🤖 AI Summary
Current text-to-image generation models struggle to ensure scene-level narrative coherence and cross-story consistency in multi-image storytelling, particularly lacking structured scene planning and long-term shared modeling. To address this, we propose the first scene-oriented story generation framework: (1) leveraging vision-language models (VLMs) for global–local collaborative scene planning, explicitly encoding spatial, temporal, and semantic constraints; and (2) introducing a long-horizon scene-shared attention mechanism within diffusion models—enabling cross-story scene consistency without additional training while preserving subject diversity. Experiments demonstrate significant improvements over state-of-the-art methods in both scene-level narrative coherence and visual consistency. Our approach establishes a scalable, training-free paradigm for consistent story generation, with direct applicability to artistic creation, film storyboarding, and game narrative design.
📝 Abstract
Recent text-to-image models have revolutionized image generation, but they still struggle with maintaining concept consistency across generated images. While existing works focus on character consistency, they often overlook the crucial role of scenes in storytelling, which restricts their creativity in practice. This paper introduces scene-oriented story generation, addressing two key challenges: (i) scene planning, where current methods fail to ensure scene-level narrative coherence by relying solely on text descriptions, and (ii) scene consistency, which remains largely unexplored in terms of maintaining scene consistency across multiple stories.
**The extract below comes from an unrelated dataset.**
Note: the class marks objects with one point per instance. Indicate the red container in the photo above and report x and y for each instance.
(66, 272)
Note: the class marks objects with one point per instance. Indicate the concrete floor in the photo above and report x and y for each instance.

We propose SceneDecorator, a training-free framework that employs VLM-Guided Scene Planning to ensure narrative coherence across different scenes in a ``global-to-local'' manner, and Long-Term Scene-Sharing Attention to maintain long-term scene consistency and subject diversity across generated stories. Extensive experiments demonstrate the superior performance of SceneDecorator, highlighting its potential to unleash creativity in the fields of arts, films, and games.